Friday, June 28, 2002

i've been wanting to change the design of my website for a long time..but never took the time to do so. i was suddenly inspired to do so yesterday. hope you like it. it's a lot more updated now, especially with links to friends' websites.



the other day, fred invited me to watch the mariners game against the A's with his team in the specially rented out microsoft box seats area. fancy. the seats were really cushiony and we had as much hamburgers, hot dogs, potato salad and drinks as we wanted. how nice it must be to be working for a company that has loads of profit already.

Thursday, June 27, 2002

what you would look like as a south park character



this is jon, owen, suzanne and me.
so...yeah...hi. i haven't written in a long time. about a month. i'm still here. i'm still alive. things are still happening in my life. i just haven't written about them. i tend to go back and forth and back and forth every once in awhile regarding keeping this online journal. the initial purpose was to just let my long distance friends keep up with my life. but it's strange now that i have coworkers, close local friends and even complete strangers asking when i'm going to update this thing. it's not like i'm surprised...but i've come to realize how private of a person i really am. for the most part, i'm pretty open to disclosing the details of my life...but..it's just different on the 'net, y'know? because i really limit myself from talking about the things that irk me, i just end up only talking about the random daily things that happen to me....which, might be interesting to read. but in reality, i'm sure, it's just frankly boring unless you already know me and the people that i mention. thus, i question why i have this journal if i don't really allow myself to spill some of my more inner thoughts on life. hmmm.



quick update over this last month: went to aaron's graduation from RISD in providence which was awesome. i'm so proud of my little brother and i hope he realizes that. i sometimes feel like he resents me in some way, being the older one....that he needs to prove himself to me somehow. maybe i'm reading into it wrong but in reality, i've always been so happy with his accomplishments and could only wish i allowed myself to explore my creative path as much as he has. now, he's blossomed into this amazing artist and i really feel that he will go so far in life with something that he is passionate about.



my first asian boyfriend, dan lu, got married the same day that aaron graduated. Congrats Dan. I'm so happy for you and Rebecca. he's my first ex-boyfriend to get married (that I know of). Kinda weird. that is, that concept. i'm bummed that i couldn't go to the wedding as much as I wanted to. He's such a dear friend and wish him the best.



smith's collection of art has made its way to the seattle art museum in an exhibition titled "From Corot to Picasso" and will be here until september. i went to a "special evening" for smith alumnae this last week which was really nice. if you're in seattle, you should see the exhibition if you can--mostly impressionists.

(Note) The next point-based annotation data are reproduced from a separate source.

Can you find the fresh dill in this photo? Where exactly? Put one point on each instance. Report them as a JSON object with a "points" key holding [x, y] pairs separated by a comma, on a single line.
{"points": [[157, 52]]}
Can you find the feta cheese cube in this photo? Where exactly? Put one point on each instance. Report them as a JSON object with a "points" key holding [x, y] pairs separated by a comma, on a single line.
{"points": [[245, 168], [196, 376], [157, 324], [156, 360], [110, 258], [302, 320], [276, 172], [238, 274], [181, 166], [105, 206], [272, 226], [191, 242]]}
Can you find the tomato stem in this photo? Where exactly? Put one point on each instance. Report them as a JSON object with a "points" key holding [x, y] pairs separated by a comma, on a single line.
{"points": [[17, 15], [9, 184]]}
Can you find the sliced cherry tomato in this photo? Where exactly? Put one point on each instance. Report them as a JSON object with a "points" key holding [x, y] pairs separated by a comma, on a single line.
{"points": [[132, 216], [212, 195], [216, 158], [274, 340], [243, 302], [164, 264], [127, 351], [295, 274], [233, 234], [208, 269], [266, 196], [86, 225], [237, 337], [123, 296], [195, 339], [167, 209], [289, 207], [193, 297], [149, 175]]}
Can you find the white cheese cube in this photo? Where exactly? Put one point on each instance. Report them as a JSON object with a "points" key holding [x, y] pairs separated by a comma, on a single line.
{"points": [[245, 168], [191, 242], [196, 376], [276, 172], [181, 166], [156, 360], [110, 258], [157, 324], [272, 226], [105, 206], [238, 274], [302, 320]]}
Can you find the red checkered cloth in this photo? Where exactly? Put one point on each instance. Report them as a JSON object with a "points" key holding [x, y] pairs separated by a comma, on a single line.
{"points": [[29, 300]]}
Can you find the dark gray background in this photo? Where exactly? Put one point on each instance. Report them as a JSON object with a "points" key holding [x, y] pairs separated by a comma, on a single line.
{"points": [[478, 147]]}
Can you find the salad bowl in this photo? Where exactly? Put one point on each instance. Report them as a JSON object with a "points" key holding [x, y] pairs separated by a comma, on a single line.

In addition to my regular salsa classes, Owen's girlfriend, Amy, has convinced me to start taking African Dance classes with her. I've been to a few now and absolutely love it. the attitude is really let-loose, kick-back, have-fun. One of the best things about the class is the fact that there are always live drummers which really empowers you to just let everything go and put your all into it. Another great thing about the class is that it's located right on Lake Washington Blvd...so after class, the view is always incredibly beautiful. It amazes me how I can't stand running on the treadmill for 10 minutes; yet, I can dance intensely for 1.5 hours.



at work, i'm now working completely as a program manager...although I'm still trying to dust off web dev as I'm still listed as the Mktg Web Dev Mngr in the phonetool. It's a weird feeling--I've been in webdev for 3 years and loved it. But I'm completely psyched about this new move as it's something I've wanted to do for awhile and I think it better aligns with my long term career plans. The transition has been a bit rough with my (new) manager being out of the office a lot. Plus, there's very little formal training. I can't wait til I start feeling more comfortable in this new role.



Oh, and Thomas and I broke up...again. This time for good. I haven't heard from him in about 4 weeks :-( For some reason, I'm surprised. We didn't end things badly...in fact, it was a really really amiable breakup that ended in smiles and a hug. So...I thought by now, I'd at least hear a hello from him. [sigh] It's really unfortunate the way things ended between me and him. At the time of the breakup, we still cared for each other and were still attracted to each other. It was purely out of a random chain of events, wrong assumptions and circumstances that we are where we are now. But I guess that just attests to our [lack] of really really solid communication. I know deep down that we probably aren't the best for each other. But we made each other laugh...which I had never really felt in any other relationship. Like--really really laugh. And that felt so good. I miss that. I just hope that he finds it in him to be able to muster the ability to be friends with me. I really do enjoy his company. But for now, I'll just have to wait.



Thus, in this last month, I've basically been single girl again, trying to fill my days up with more activities--such as going to the gym more often, taking 2 dance classes, and trying to get back into yoga again. And it feels great. I also feel like I'm hanging out with a lot of people that I haven't seen in a long time again.